Strip everything away and your case as a Tory is basically one of competitive edge. The alternative is some form of Bennite siege economy, but I think you’d struggle to carry the grassroots. So you’ll basically end up saying that we’ll beat the Europeans and their Single Market by pulling every lever we have to attract investment to our shores. You’d slash corporation tax. You’d water down corporate governance requirements. You’d prioritise the areas where the country is already strong like finance and professional services with rocket boosters.

It sounds simple written down like that and I’m sure it would go down well with some. But I am not sure it is a passport to success in the target constituencies I have outlined. Any half-decent campaign from Labour and the Liberal Democrats will argue that this is a charter for lower public spending and redundancies at the local manufacturing plant while the Tories look out once again for their mates in the city. Singapore on Sea or equivalent. Some of this will be overheated. So was the dementia tax. That’s the tough reality of politics.

So putting No Deal to the electorate risks losing Conservative votes in some areas and failing to win new ones in others. And that’s before you get into whether to deselect incumbent MPs who don’t sign up to the platform.

What then are your realistic political alternatives if you’re running to be Conservative Leader and want to stay in Downing Street for more than a few months?

You could try and say that your powers of persuasion are better than Theresa May’s and you can sell the existing Withdrawal Agreement to this Parliament. It feels like things have come too far for this to be realistic.
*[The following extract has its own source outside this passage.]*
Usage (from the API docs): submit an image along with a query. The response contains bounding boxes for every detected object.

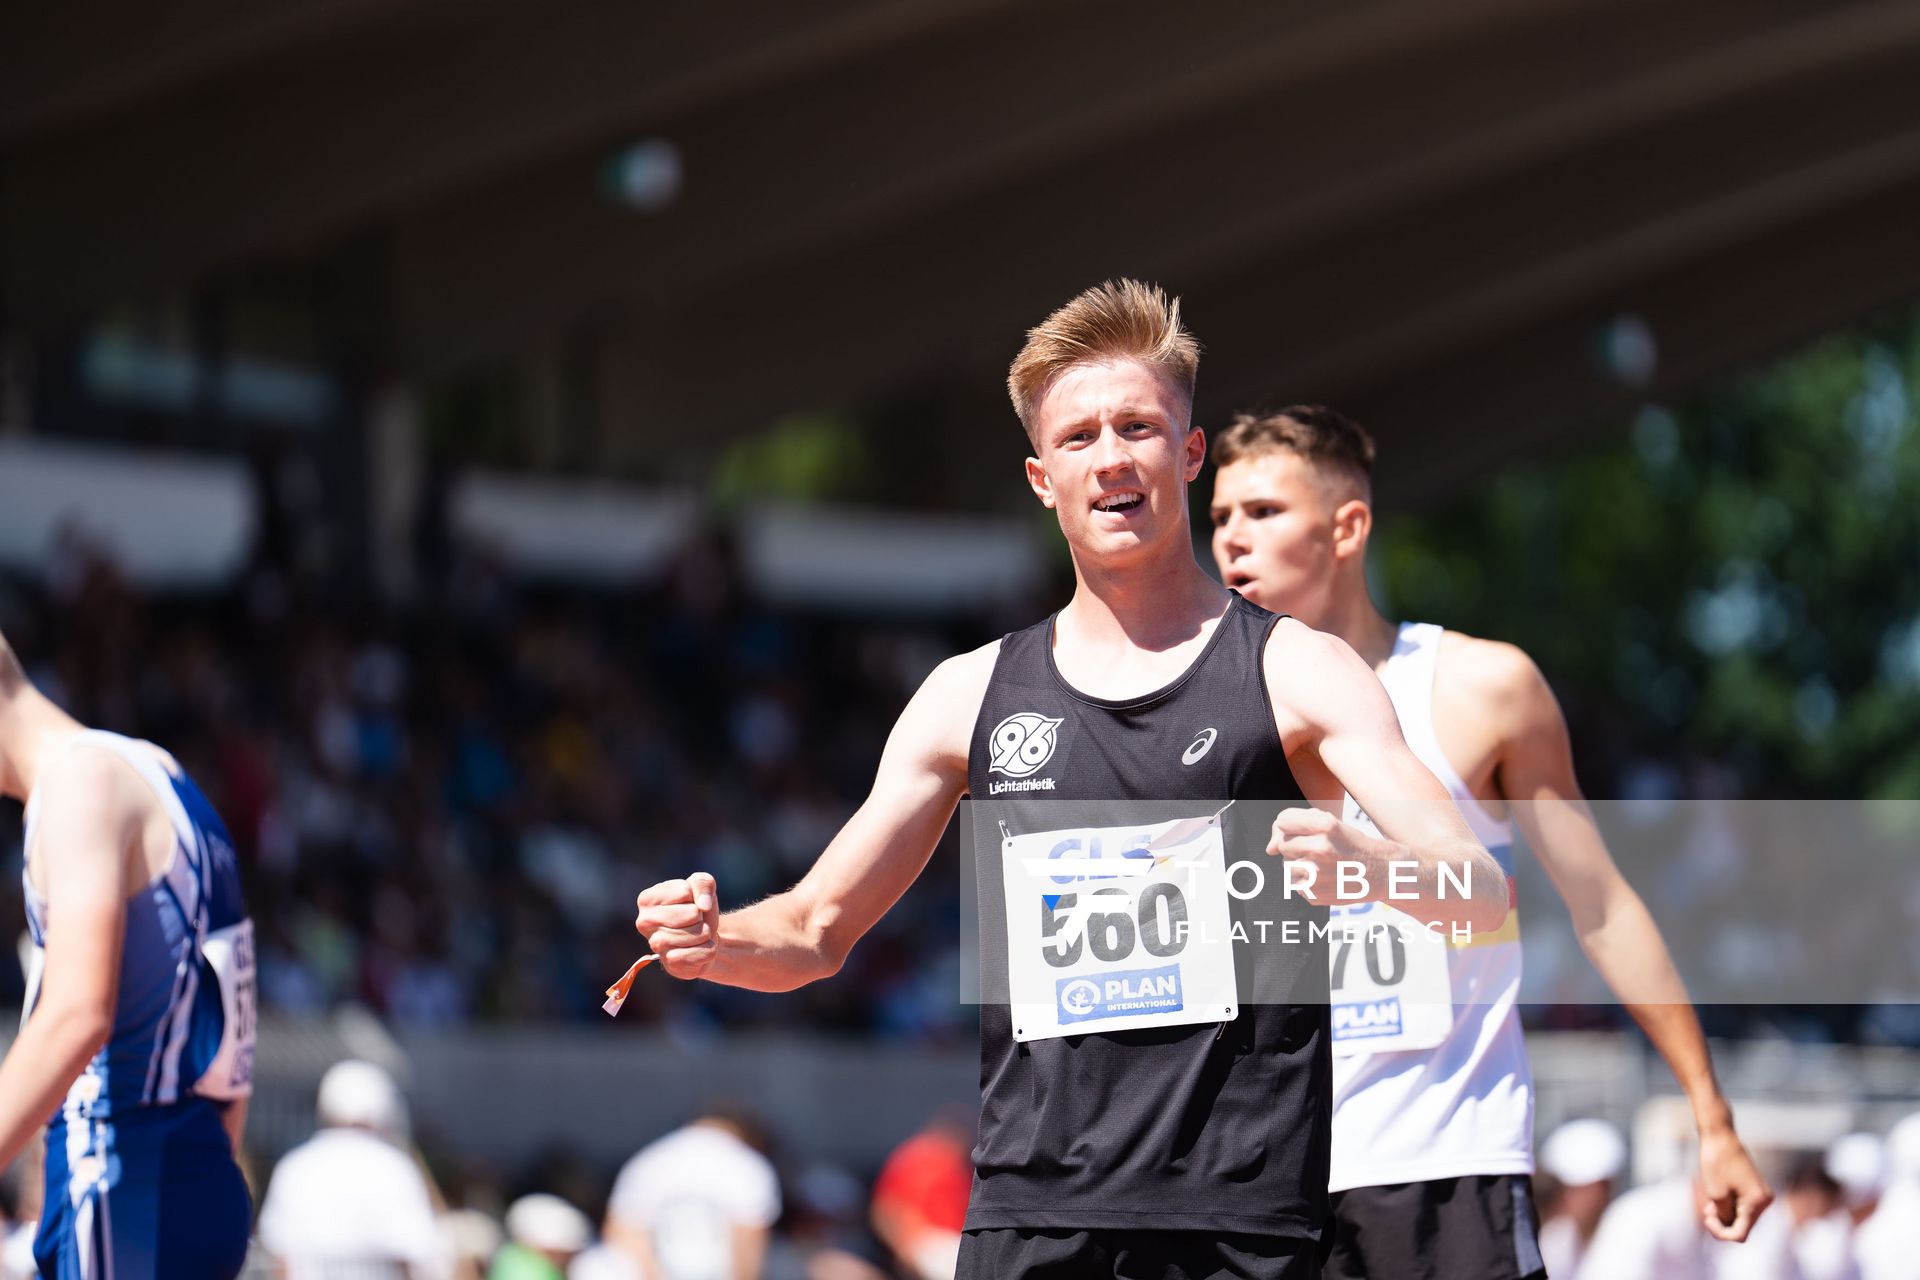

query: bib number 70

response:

You could say that all we need is to knock some heads together and fix the technology on the Irish border so we don’t need a backstop in the Withdrawal Agreement. But if you really believe that the issue here is to do with technology rather than a century of psychology then you are likely to be disappointed.

You could throw the DUP to the wolves and fix the backstop by agreeing that it should only apply to Northern Ireland if it’s ever needed. Irrespective of whether you could get anything done without your confidence and supply partner, there would be serious implications for stability in the province.

You could call an election and do a non-aggression pact with the Brexit Party where they focus on the legacy Labour strongholds. It’s not inconceivable but you’d better be prepared for Nigel Farage to have more seats at the end of the night than you.

Or you could just be honest. After the political paralysis of the last few months, Brexit – negotiated or otherwise – is not going to happen without some form of new mandate from the British people. So if you’re feeling queasy about changing the Parliament…perhaps it’s time to begin thinking about changing your policy on a second referendum. What’s the point otherwise?